Mentre la stampa percorre con un impegno degno di miglior causa la lista dei nomi (sarà russo o kazako questo?), vanno segnalate alcune interessanti novità, prima fra tutte la deliziosa “Li zite ‘ngalera” di Leonardo Vinci, prima rappresentazione al Teatro dei Fiorentini di Napoli nel 1722 e nuovo tentativo di assuefazione del pubblico del vivaverdi al teatro barocco dopo un lontano Paisiello diretto da Muti e la recente Calisto di Cavalli, e la prima scaligera della Rusalka di Dvorak (davvero non è mai stata rappresentata a Milano?). Vi sono anche due semi-riprese o pseudo-prime (Lucia di Lammermoor per la regia di Yannis Kokkos che avrebbe dovuto inaugurare la stagione poi quasi annullata per il Covid e la Salome diretta da Michieletto, meraviglia vista solo in televisione), ed entrambe, insieme con qualche altra rappresentazione, sono all’origine della polemica in atto alla Scala con i sindacati per il rinnovo del contratto.

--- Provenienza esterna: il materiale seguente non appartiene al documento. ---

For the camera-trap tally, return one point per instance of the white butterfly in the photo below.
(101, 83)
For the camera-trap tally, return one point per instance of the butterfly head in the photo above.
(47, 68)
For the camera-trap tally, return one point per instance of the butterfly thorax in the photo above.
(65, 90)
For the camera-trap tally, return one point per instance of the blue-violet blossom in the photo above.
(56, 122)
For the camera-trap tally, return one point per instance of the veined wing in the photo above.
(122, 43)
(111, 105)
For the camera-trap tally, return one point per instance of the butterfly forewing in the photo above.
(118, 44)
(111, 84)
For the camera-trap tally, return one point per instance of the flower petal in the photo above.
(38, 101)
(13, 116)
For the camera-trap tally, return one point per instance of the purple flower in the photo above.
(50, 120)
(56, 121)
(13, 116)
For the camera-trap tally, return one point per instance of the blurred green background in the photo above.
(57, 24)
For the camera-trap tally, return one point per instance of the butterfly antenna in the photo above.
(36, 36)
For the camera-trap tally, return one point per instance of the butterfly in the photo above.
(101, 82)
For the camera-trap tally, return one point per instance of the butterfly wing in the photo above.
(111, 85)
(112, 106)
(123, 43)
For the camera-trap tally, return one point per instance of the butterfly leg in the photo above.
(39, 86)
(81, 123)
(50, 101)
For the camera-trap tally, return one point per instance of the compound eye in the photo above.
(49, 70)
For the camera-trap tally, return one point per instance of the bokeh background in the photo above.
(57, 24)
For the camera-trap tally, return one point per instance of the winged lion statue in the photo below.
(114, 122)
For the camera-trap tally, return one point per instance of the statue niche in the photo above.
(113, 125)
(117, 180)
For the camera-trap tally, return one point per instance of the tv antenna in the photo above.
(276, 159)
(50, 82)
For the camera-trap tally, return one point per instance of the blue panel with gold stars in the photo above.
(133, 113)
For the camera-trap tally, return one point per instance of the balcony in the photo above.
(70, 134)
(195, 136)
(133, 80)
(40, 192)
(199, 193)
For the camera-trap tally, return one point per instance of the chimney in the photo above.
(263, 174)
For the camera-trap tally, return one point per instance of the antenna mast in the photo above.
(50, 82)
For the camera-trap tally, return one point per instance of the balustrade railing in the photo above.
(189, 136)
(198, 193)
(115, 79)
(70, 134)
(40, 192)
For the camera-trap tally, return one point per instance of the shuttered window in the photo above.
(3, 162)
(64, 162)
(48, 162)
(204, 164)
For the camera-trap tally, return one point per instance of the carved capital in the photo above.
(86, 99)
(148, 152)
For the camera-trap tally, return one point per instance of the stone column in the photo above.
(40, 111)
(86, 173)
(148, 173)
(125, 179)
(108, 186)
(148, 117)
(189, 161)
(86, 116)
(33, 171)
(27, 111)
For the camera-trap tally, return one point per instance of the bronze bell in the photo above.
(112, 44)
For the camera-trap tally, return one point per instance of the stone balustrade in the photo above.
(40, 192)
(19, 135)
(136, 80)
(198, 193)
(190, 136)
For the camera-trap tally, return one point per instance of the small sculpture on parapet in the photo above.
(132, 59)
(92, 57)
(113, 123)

Oltre a un adeguamento dei nuovi salari all’aumento del costo della vita, tema diremmo comprensibile e che è anche all’origine di un deciso abbassamento dei costi degli spettacoli e all’aumento dell’”offerta famiglie” e per gli “under 35”, scelta molto sostenuta da Sala (no, la “Prima” resta al prezzo proibitivo di sempre, e giustamente, per compensare l’ampliamento delle tariffe speciali), c’è quello della richiesta di un aumento dell’organico, non giustificato però dal numero di nuove rappresentazioni, inferiore in realtà a quelle dell’epoca Pereira.